City continues to pursue quiet zone designation
“When I heard the train go by the first time I loved it,” said Karen Yirak, who moved into a new Harborside Avenue house with her husband John last year.
”When they cross Bell Road and Hughes it’s like one long blast, and in the middle of the night it’s almost impossible to sleep.”
Relief may be at hand. The Federal Railroad Administration (FRA) issued a rule on the use of locomotive horns at highway-rail grade crossing that allows communities to establish half-mile long quiet zones through residential neighborhoods as long as certain safety conditions are met.
The rule was issued in June, 2005, and specifies that trains traveling at 45 m.p.h. or below are required to sound their horns for 15 seconds before the lead locomotive enters the crossing. Trains traveling faster than 45 m.p.h. have always been required to blow their horns. According to the Burlington Northern Santa Fe (BNSF) website, “the operator should continue blowing the whistle [horn] until the lead locomotive passes through the crossing.”
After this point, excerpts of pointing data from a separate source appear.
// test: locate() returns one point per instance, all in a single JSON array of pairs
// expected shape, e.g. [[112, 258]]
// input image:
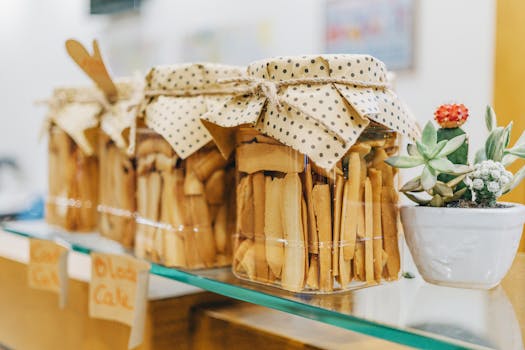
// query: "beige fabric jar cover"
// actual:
[[76, 110], [117, 203], [72, 122], [185, 197], [118, 120], [318, 105]]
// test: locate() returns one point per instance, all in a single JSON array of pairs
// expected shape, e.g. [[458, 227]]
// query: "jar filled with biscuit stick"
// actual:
[[72, 126], [117, 195], [316, 204], [185, 187]]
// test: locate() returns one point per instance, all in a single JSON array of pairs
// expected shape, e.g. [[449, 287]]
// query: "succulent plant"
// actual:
[[488, 181], [450, 117], [495, 148], [433, 156], [441, 194]]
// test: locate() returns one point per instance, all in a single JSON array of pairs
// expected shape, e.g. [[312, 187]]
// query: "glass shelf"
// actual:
[[410, 311]]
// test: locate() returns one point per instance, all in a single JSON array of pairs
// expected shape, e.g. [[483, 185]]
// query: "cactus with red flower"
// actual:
[[451, 117]]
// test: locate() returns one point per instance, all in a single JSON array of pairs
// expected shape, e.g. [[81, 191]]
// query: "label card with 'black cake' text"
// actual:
[[118, 291]]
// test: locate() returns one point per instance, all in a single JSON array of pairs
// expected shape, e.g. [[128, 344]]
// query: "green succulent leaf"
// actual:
[[412, 150], [452, 145], [429, 135], [413, 185], [456, 181], [518, 151], [443, 165], [480, 156], [404, 161], [416, 199], [457, 195], [494, 145], [423, 150], [437, 148], [460, 169], [490, 118], [516, 179], [508, 158], [428, 178], [442, 189], [437, 201], [506, 135]]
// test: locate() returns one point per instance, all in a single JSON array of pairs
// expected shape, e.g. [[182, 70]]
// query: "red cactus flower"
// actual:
[[451, 116]]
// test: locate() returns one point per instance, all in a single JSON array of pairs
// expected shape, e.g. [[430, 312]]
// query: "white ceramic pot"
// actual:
[[466, 248]]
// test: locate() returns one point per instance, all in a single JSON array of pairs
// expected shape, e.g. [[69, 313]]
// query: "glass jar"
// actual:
[[185, 208], [117, 202], [305, 229], [72, 197]]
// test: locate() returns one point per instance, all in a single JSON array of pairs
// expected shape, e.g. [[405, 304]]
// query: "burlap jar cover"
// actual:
[[117, 204], [300, 227], [184, 187], [72, 121]]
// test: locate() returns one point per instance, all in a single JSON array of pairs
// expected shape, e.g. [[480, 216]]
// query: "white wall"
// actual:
[[454, 52]]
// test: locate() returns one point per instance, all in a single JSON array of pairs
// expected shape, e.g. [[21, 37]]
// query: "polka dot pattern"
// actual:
[[177, 119], [320, 120], [71, 112]]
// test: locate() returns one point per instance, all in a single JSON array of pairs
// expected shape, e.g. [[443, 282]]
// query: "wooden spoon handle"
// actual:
[[93, 66]]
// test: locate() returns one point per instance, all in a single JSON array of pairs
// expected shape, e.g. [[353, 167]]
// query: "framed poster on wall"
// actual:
[[382, 28]]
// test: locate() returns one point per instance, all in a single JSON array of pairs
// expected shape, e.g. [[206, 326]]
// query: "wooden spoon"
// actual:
[[93, 66]]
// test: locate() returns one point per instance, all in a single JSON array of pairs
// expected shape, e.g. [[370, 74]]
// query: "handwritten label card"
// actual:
[[118, 291], [47, 269]]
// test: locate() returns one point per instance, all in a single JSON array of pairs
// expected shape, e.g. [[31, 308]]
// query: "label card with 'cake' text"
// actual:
[[47, 268], [118, 291]]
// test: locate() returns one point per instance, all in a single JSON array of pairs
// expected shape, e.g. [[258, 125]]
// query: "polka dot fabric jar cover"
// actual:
[[325, 103], [184, 184], [179, 95]]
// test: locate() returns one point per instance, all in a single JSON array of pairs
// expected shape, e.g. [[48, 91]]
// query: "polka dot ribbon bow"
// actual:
[[318, 105]]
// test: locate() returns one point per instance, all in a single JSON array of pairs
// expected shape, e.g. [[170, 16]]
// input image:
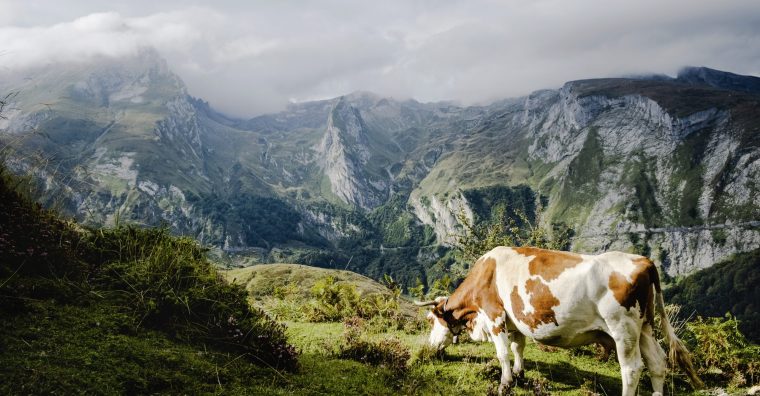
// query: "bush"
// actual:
[[159, 281], [167, 283], [389, 353], [721, 352]]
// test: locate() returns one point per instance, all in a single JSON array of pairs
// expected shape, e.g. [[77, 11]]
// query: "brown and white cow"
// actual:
[[566, 300]]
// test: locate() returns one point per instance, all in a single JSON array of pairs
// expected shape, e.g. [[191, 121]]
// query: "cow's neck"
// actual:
[[477, 292]]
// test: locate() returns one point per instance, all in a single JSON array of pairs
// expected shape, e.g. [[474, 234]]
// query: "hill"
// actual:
[[727, 287], [263, 279], [262, 282], [121, 310], [660, 166]]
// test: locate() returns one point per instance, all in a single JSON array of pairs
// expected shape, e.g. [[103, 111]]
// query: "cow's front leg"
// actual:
[[501, 341], [517, 344]]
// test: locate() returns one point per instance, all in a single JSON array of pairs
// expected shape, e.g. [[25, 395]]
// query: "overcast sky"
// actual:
[[252, 57]]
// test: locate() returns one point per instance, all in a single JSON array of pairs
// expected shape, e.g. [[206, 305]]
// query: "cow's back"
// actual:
[[564, 298]]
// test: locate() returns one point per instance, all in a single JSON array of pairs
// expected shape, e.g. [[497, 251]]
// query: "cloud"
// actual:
[[254, 58]]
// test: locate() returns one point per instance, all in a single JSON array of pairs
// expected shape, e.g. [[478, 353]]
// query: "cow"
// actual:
[[566, 300]]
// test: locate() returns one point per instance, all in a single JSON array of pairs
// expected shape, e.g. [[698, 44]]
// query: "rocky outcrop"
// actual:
[[345, 153]]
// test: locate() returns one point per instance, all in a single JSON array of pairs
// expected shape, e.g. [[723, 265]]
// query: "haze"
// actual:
[[249, 58]]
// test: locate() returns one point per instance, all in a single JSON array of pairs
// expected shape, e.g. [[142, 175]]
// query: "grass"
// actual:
[[467, 368]]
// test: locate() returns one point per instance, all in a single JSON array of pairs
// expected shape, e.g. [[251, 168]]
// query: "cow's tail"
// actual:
[[677, 352]]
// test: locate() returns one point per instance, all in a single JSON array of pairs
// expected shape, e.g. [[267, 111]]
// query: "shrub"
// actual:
[[389, 353], [721, 352], [168, 284]]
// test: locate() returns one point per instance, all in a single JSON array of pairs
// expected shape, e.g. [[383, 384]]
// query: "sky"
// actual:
[[253, 57]]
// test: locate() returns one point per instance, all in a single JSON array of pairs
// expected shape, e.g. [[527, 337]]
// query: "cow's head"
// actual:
[[445, 325]]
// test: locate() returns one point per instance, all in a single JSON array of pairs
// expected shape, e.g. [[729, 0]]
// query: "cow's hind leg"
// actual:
[[626, 336], [517, 345], [501, 342], [654, 358]]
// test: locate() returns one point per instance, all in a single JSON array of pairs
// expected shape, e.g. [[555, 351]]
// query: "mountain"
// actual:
[[663, 166]]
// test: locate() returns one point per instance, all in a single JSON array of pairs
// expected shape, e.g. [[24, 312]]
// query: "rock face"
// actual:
[[630, 168], [668, 167], [345, 153]]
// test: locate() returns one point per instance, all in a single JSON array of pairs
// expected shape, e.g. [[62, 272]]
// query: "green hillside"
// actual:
[[121, 310]]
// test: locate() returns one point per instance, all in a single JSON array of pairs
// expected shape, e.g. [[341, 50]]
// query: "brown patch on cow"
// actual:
[[541, 299], [478, 291], [549, 264], [639, 290]]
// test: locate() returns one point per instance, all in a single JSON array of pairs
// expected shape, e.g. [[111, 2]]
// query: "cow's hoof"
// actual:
[[504, 389]]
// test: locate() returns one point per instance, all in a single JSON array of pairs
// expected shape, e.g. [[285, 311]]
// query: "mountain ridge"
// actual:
[[613, 159]]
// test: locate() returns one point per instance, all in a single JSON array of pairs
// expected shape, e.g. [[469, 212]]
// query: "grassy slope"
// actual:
[[261, 280], [468, 368]]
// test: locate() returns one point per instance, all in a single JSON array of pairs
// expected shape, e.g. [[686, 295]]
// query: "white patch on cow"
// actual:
[[479, 330], [440, 336]]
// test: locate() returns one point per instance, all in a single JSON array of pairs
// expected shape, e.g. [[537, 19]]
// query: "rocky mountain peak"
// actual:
[[719, 79]]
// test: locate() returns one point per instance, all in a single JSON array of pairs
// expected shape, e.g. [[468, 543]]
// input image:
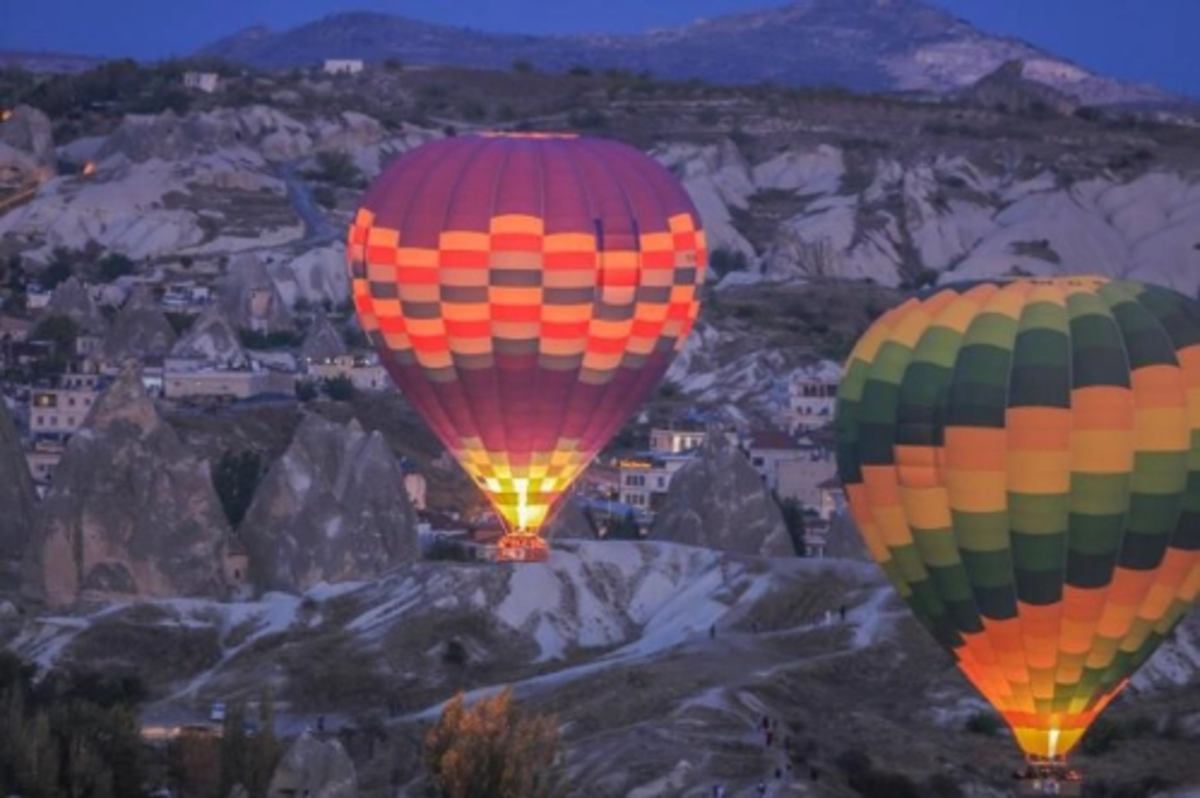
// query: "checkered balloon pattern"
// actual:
[[1023, 459], [526, 293]]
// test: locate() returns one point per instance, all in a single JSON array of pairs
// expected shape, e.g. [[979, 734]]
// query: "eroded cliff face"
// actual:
[[718, 501], [17, 503], [139, 331], [132, 514], [331, 509]]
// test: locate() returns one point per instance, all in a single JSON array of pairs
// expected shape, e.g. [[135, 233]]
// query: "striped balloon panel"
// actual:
[[1023, 460], [526, 293]]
However, by equipping the crossing with flashing lights and gates, power out indicators and constant warning time in the track circuitry, operators would be allowed to move through a crossing without sounding their horns at all. The rule absolves the engineer of liability should a train-vehicle collision occur in an established quiet zone with all safety measures intact and working.
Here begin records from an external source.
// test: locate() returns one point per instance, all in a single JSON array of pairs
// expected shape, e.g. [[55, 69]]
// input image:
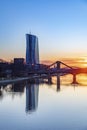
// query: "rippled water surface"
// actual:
[[42, 106]]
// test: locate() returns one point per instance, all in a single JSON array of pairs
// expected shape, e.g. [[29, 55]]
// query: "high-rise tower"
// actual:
[[32, 50]]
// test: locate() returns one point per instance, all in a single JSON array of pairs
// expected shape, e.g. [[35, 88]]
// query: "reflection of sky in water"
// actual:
[[65, 109]]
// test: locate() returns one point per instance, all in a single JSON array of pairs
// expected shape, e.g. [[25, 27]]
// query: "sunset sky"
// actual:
[[60, 25]]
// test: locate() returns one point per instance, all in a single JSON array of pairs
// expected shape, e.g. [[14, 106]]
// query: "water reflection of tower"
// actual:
[[32, 91]]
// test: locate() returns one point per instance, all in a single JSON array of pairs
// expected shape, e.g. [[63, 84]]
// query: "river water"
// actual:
[[44, 106]]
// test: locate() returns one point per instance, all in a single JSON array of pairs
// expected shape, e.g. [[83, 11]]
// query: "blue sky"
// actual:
[[61, 26]]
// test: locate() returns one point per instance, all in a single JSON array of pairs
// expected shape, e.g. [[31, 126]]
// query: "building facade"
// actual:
[[32, 50]]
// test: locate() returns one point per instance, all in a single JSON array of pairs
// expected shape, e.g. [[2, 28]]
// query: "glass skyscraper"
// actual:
[[32, 50]]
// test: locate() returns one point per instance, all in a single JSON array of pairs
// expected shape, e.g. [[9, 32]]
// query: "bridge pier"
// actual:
[[49, 79], [58, 83]]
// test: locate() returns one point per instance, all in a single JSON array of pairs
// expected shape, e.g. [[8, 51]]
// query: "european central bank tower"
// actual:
[[32, 50]]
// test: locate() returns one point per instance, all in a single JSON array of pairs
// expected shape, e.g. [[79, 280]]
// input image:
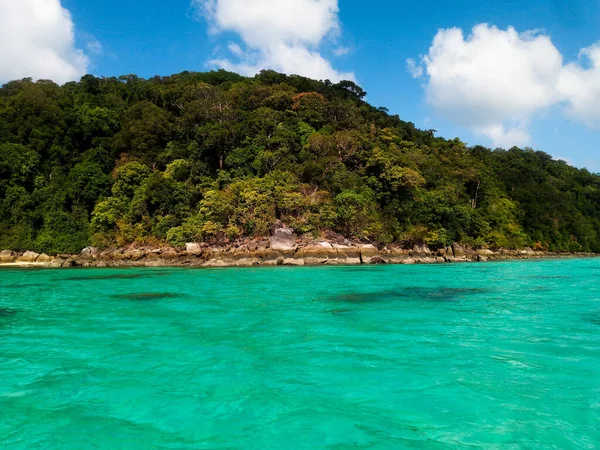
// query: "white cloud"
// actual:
[[37, 40], [415, 70], [582, 87], [283, 35], [235, 49], [341, 51], [93, 45], [495, 81]]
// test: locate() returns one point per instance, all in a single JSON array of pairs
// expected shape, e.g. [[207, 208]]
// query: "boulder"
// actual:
[[7, 256], [320, 253], [57, 262], [376, 260], [283, 239], [28, 257], [168, 253], [458, 250], [193, 249], [43, 258], [347, 254], [367, 252], [421, 250], [133, 254], [90, 253]]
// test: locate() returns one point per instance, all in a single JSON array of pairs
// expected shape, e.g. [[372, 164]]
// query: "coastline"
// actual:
[[269, 253]]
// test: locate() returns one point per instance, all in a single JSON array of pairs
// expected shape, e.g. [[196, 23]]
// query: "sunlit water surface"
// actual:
[[495, 355]]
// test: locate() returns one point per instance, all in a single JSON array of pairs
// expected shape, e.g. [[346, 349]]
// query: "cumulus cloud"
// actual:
[[581, 87], [494, 81], [37, 40], [283, 35]]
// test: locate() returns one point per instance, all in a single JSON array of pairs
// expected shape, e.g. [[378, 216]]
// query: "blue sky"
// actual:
[[548, 102]]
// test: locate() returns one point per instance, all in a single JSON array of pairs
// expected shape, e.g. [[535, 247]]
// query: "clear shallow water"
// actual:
[[497, 355]]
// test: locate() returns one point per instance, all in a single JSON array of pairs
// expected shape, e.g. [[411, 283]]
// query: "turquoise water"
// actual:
[[495, 355]]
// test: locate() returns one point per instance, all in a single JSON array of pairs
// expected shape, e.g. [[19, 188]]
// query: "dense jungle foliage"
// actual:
[[215, 156]]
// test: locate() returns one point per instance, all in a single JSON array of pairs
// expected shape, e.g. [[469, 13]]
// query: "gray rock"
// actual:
[[56, 262], [90, 253], [43, 258], [28, 256], [192, 248], [283, 239], [367, 252], [7, 256]]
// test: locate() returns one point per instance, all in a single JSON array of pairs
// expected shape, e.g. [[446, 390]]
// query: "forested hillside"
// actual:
[[215, 156]]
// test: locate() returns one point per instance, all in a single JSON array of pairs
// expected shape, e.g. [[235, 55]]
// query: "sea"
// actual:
[[499, 355]]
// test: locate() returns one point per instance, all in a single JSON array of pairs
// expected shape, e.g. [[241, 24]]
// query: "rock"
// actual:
[[394, 255], [7, 256], [336, 238], [73, 262], [90, 253], [168, 253], [133, 254], [421, 250], [276, 226], [193, 249], [347, 254], [28, 257], [43, 258], [320, 253], [56, 262], [458, 250], [376, 260], [367, 252], [283, 239]]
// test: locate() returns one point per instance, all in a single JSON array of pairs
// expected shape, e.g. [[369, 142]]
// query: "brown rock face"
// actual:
[[192, 249], [43, 258], [90, 253], [347, 254], [7, 256], [368, 252], [321, 253], [28, 257], [283, 239]]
The FRA rates crossings by factors such as the amount of vehicle and train traffic, accident history, types of vehicles, speed that the trains travel and so on. If an intersection rates too high then additional measures must be taken, such as four quadrant gates, median dividers to prevent people from driving around the gates and wayside horns that sound like trains but are focused toward on-coming traffic, reducing their noise in the surrounding area by 98 percent.
Representatives of BNSF, the FRA, the Washington State Department of Transportation and the city of Blaine met Monday afternoon to talk about establishing Blaine’s three crossings as quiet zones, or at least putting in quieter horns. “The primary consideration is safety,” said Chris Adams, grade crossing and trespass prevention manager for the FRA. When she first looked at the Marine Drive crossing she said “This is perfect for a wayside horn.”
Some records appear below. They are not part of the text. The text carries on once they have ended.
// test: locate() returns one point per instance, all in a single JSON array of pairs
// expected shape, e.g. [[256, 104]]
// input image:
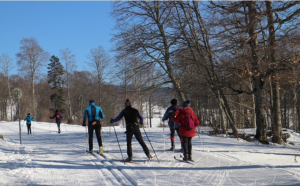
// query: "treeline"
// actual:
[[237, 61]]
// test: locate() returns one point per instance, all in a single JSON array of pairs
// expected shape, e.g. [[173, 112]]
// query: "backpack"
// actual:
[[172, 116], [189, 122]]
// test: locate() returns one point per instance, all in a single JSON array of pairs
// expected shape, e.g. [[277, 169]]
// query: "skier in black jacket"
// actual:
[[58, 117], [132, 128]]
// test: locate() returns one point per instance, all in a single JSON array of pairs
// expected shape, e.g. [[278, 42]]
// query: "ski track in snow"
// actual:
[[48, 158]]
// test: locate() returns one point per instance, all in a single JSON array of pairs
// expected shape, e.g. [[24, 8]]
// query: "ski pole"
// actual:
[[151, 144], [119, 144], [164, 136], [86, 139]]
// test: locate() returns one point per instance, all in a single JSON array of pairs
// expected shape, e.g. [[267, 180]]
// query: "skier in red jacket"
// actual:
[[185, 133]]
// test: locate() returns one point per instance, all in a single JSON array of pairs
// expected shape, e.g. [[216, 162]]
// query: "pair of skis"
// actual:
[[185, 161], [97, 152]]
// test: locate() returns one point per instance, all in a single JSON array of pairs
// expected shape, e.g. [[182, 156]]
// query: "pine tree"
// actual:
[[55, 74]]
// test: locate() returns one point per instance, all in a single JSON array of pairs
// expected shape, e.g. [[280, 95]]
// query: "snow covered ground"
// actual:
[[49, 158]]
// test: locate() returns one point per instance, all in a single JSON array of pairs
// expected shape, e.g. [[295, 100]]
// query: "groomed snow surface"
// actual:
[[49, 158]]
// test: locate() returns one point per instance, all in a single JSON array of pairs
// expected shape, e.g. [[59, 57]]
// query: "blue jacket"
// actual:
[[93, 112], [168, 114], [56, 116], [28, 119]]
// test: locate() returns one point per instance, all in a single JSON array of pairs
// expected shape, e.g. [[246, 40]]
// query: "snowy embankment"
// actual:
[[49, 158]]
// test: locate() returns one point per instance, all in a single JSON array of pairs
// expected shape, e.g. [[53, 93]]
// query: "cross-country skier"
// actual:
[[187, 134], [169, 115], [132, 128], [28, 120], [93, 113], [58, 117]]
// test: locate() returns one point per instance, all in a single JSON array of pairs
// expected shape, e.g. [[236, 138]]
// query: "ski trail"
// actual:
[[115, 170]]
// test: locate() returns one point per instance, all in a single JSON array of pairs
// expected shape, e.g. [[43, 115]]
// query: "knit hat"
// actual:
[[187, 103], [173, 101], [127, 103]]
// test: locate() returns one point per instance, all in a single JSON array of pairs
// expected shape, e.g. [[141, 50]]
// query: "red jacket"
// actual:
[[180, 119]]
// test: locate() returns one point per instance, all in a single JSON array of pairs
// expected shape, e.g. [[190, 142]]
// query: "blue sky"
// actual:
[[56, 25]]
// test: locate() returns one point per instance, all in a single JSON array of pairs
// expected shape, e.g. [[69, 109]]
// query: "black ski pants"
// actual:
[[187, 145], [135, 130], [172, 136], [97, 128], [29, 128]]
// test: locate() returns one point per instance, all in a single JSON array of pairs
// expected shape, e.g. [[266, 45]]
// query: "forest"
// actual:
[[237, 61]]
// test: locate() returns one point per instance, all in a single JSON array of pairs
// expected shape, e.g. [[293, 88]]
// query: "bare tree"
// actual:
[[68, 60], [99, 61], [145, 29], [6, 66], [30, 59]]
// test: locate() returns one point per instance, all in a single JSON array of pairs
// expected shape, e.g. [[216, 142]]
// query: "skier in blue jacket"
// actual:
[[93, 113], [58, 117], [28, 120], [169, 115]]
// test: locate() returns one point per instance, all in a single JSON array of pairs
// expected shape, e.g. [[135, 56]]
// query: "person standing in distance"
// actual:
[[58, 117], [28, 120], [93, 113], [186, 114], [132, 128], [170, 114]]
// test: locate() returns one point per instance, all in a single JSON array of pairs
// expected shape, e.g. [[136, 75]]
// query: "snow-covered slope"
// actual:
[[49, 158]]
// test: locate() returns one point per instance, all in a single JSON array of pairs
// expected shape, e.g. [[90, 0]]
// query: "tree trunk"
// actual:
[[276, 114], [261, 133]]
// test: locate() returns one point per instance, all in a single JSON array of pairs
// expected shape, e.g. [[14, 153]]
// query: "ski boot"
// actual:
[[129, 159]]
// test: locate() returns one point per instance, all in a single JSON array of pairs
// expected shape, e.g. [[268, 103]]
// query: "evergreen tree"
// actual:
[[55, 74]]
At $75,000 apiece the devices aren’t cheap. “It would run into six figures to equip all the intersections here,” said John Shurson, BNSF’s assistant director of public projects, “and the engineer, of course, has the prerogative to blow his horn as long as he likes if he sees danger ahead.”
Both Yiraks worked for the Federal Aviation Industry as air traffic controllers and know a bit about working through the system. John Yirak has been working with city officials to establish the quiet zones for the Bell Road and Hughes Avenue crossings and helped bring about Tuesday’s meeting. “We knew there was a train here when we bought the house, John Yirak said, “[but the horns] are an unnecessary intrusion and unreasonably disruptive to our neighborhood’s peace and quiet. The [new] ruling may provide a solution.”
BNSF will be implementing the horn rule on December 15.